Ultimately, Rowe said, the failure to secure President Trump and a death and injuries to rallygoers was “a failure of imagination” to see that “we actually do live in a very dangerous world where people do actually want to do harm to our protectee.” However, he added, “We didn’t challenge our own assumptions. We assumed that someone is going to cover that.”

Authorities have played a lengthy blame game since the shooting, and Rowe’s comments are sure to rankle local officers who have cited a lack of communication from the Secret Service and delays in responding to the shooter and are still participating in an after-action investigation by the FBI. “We are looking at this, and they should have been on the roof, and the fact they were in the building is something I’m still trying to understand.” Mr. Rowe said, promising the Secret Service would do better in the future in its coordination efforts.

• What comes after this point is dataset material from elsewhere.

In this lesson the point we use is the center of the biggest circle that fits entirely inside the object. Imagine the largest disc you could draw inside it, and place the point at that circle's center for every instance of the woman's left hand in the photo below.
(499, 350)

That explanation wasn’t good enough for Sen. Josh Hawley (R-MO) who aggressively questioned the acting director about his previous denials of additional security to President Trump and asked why no one in the agency has been fired as a result. “Isn’t the fact that a former president was shot, that a good American is dead, that other Americans were critically wounded — isn’t that enough mission failure for you to say that the person who decided that building should not be in the security perimeter probably ought to be stepped down?” Hawley asked him. “I want to be neutral and make sure that we get to the bottom of it and interview everybody in order to determine if there was more than one person who perhaps exercised bad judgment,” Rowe replied, saying he does not want to “zero in on one or two individuals.”